Navigating the Modern PsA Treatment Landscape

Psoriatic arthritis (PsA) management is entering a new era, driven by advances in immunopathology and an expanding arsenal of biologic and targeted synthetic therapies. A recent systematic review by Firdous et al. synthesizes data from 20 studies covering over 77,000 patients, highlighting how emerging therapies are challenging long-standing treatment hierarchies and offering more nuanced options for a disease long marked by therapeutic limitations.

Here’s how the treatment landscape is starting to shift.

Beyond TNF Inhibition: The Shift to IL-17 and IL-23

TNF inhibitors like etanercept, infliximab, and adalimumab have dominated PsA treatment. Their efficacy in joint and skin manifestations is well established with ACR20 response rates between 62% and 73%, and they continue to offer robust disease control in many cases. However, diminishing efficacy, adverse events, and secondary failure have led researchers and clinicians to explore upstream and alternative immune targets.

Looking at IL-17 and IL-23 pathways, agents such as secukinumab, ixekizumab, and guselkumab—and more recently, bimekizumab—have emerged as potent modulators of disease activity, particularly in patients unresponsive to TNF inhibitors. Guselkumab, an IL-23p19 inhibitor, and bimekizumab, a dual inhibitor of IL-17A and IL-17F, not only maintain high ACR20/50/70 rates but also exhibit superior performance in cutaneous domains (e.g., PASI90/100 responses) and harder-to-treat phenotypes such as enthesitis and dactylitis.

These agents limit off-target immune modulation and offer better tolerability in long-term use, although long-term safety data and comparative trials with other biologic classes remain limited.

JAK and TYK2 Inhibitors: Synthetics Join the Biologic Conversation

Though not biologics, targeted synthetic DMARDs (tsDMARDs) like apremilast and deucravacitinib are now established components of the PsA treatment landscape. Apremilast has demonstrated long-term safety and tolerability, though its role in biologic-refractory PsA remains unclear. Deucravacitinib, a selective TYK2 inhibitor, has shown early promise with ACR20 responses exceeding 60% in some trials, but requires further study to define its role in the treatment sequence.

Unanswered Questions and Unresolved Gaps

Despite notable therapeutic advances, several critical uncertainties persist in PsA management. Conventional synthetic DMARDs such as leflunomide and cyclosporine continue to be used, but they are clearly surpassed in both efficacy and tolerability by newer biologics. Intriguingly, one large retrospective cohort study suggests biologics may reduce the incidence of PsA in patients with psoriasis compared to methotrexate, suggesting a potential role in disease prevention.

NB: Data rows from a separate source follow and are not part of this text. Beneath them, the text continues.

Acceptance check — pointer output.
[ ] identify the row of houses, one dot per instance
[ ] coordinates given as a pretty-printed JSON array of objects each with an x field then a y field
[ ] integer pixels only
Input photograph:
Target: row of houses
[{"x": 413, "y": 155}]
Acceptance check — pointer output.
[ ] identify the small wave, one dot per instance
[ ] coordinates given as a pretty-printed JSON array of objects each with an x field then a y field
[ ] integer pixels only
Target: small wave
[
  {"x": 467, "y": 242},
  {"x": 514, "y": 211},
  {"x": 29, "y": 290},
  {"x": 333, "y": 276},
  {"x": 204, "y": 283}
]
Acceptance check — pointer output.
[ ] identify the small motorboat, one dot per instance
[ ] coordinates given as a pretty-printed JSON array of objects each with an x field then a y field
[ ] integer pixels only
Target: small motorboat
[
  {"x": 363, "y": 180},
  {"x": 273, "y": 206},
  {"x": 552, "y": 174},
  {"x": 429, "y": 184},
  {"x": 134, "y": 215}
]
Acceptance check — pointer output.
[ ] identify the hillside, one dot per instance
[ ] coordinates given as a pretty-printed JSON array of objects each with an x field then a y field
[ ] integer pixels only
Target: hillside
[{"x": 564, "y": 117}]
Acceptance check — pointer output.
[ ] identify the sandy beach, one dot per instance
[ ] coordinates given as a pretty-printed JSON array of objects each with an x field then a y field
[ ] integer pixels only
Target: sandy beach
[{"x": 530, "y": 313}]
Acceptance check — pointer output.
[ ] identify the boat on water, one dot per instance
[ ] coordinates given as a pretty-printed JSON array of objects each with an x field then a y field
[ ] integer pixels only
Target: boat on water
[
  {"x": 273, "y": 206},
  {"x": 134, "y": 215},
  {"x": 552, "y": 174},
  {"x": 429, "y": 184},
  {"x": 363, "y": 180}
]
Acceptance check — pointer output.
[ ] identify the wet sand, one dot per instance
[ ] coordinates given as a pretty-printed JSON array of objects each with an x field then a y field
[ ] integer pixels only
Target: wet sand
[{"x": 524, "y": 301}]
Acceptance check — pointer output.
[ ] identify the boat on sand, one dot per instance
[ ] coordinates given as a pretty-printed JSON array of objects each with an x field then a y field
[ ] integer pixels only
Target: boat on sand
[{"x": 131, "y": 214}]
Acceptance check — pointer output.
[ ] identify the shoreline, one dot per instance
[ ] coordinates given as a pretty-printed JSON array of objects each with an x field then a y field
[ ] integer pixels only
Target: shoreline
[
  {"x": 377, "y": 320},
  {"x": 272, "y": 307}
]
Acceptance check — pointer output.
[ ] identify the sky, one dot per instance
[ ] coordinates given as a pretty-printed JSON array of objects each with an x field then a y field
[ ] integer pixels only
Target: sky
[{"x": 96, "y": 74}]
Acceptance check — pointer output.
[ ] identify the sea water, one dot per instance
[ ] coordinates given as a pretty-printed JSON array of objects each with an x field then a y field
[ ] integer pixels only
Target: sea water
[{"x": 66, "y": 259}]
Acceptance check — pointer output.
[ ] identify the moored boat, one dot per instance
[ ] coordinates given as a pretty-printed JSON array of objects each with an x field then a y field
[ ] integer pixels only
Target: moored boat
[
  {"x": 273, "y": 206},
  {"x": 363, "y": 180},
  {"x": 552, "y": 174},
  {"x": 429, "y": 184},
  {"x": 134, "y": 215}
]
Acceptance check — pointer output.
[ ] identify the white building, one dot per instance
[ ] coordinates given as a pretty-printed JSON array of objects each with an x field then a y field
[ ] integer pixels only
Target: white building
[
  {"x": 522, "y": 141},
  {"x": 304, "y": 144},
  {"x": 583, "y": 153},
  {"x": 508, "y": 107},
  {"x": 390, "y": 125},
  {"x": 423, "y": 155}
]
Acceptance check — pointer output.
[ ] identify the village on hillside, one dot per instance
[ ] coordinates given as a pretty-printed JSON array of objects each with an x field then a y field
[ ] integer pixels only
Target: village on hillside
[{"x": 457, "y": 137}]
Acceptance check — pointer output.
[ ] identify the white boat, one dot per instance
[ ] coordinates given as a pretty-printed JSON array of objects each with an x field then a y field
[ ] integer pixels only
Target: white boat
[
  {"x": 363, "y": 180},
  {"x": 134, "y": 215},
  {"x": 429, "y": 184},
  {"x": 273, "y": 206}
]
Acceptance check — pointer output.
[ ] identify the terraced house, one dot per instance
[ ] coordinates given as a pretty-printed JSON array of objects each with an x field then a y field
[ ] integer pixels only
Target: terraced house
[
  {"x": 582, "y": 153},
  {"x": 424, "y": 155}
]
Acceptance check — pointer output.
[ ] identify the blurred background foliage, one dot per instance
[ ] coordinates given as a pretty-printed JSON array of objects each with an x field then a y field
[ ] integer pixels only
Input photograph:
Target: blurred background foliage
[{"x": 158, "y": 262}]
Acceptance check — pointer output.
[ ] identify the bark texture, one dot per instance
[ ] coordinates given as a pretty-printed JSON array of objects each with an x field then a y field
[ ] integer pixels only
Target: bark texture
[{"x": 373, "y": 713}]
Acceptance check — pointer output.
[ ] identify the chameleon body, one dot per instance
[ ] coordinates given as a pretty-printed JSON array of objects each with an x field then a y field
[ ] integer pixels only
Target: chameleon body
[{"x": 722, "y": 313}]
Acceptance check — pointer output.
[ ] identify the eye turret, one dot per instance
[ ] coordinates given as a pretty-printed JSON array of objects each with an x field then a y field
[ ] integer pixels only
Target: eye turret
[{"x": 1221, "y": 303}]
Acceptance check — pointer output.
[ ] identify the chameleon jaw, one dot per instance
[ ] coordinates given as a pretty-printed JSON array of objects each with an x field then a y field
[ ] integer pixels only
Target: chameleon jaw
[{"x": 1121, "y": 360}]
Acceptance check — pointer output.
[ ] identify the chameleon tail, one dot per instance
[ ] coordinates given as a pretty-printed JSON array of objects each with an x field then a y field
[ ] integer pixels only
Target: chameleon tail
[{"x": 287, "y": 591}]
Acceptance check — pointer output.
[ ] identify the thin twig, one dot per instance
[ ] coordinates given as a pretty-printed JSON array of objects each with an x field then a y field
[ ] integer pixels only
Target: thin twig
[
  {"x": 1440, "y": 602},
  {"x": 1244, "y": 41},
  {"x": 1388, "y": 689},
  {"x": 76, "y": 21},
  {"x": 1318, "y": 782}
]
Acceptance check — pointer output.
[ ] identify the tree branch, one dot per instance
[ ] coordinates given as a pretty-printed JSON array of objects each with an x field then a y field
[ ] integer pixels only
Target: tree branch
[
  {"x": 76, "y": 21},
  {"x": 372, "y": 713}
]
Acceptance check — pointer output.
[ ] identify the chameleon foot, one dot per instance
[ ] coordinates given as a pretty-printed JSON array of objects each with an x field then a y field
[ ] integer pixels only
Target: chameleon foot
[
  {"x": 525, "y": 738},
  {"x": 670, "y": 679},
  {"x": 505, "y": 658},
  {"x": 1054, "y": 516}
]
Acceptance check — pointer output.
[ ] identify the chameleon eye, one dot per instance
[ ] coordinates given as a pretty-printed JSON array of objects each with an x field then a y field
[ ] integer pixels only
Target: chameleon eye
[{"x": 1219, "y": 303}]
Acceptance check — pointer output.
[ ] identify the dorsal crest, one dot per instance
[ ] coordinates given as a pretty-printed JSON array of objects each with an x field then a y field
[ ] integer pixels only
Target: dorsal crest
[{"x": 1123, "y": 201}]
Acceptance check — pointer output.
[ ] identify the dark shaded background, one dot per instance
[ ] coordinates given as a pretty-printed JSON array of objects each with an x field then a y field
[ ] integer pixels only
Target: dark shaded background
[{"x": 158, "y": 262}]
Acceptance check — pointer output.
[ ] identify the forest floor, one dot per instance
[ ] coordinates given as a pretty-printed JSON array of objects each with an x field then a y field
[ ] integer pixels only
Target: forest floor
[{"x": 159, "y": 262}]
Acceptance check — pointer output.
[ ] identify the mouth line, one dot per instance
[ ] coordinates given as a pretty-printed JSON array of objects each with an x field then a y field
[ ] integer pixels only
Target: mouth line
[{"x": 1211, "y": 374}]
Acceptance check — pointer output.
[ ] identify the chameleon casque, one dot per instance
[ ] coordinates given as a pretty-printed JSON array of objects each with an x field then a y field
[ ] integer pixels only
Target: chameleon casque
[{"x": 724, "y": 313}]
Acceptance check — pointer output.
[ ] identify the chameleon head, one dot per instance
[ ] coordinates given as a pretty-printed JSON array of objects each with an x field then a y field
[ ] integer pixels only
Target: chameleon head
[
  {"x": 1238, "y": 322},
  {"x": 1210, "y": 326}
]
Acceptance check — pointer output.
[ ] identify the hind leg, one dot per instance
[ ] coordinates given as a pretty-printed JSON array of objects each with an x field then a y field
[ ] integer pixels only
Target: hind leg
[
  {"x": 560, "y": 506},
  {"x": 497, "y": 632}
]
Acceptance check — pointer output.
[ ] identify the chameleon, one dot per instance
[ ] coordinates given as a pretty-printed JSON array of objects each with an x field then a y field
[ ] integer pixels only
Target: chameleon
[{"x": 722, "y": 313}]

At the same time, several critical gaps persist. Pediatric and early-onset PsA remain vastly underrepresented in clinical trials, and direct comparisons between biologics and targeted therapies are rare, leaving clinicians with limited guidance on sequencing or switching between these classes. Additionally, cost-effectiveness analyses are largely missing from the literature, raising equity concerns as newer agents enter the market with premium pricing.

Towards Individualized PsA Management

The current evidence supports a shift from a linear treatment algorithm to a phenotype-guided, individualized strategy:

• TNF inhibitors remain well-established options with strong efficacy in joint and skin manifestations.
• IL-17 and IL-23 pathway inhibitors have expanded treatment options for patients with inadequate responses to TNF inhibitors, demonstrating meaningful efficacy across multiple disease domains. IL-17 pathway agents have shown improvements in difficult-to-treat manifestations such as enthesitis and dactylitis, with Candida infections reported for bimekizumab, while IL-23 inhibitors offer selective immune targeting with favorable efficacy and safety profiles.
• Targeted synthetic DMARDs (tsDMARDs), including apremilast and deucravacitinib, represent additional options with generally favorable safety and modest but clinically meaningful efficacy, though their optimal placement in treatment algorithms continues to evolve.

As the therapeutic landscape for PsA continues to evolve, so must clinical frameworks that prioritize long-term outcomes, safety, and patient-centric care.

Reference

Firdous S, Amjad H, Choudhary MU, et al. Emerging biological therapies for psoriatic arthritis: a systematic review. Medicine. 2025;104(42):e45259. doi:10.1097/MD.0000000000045259.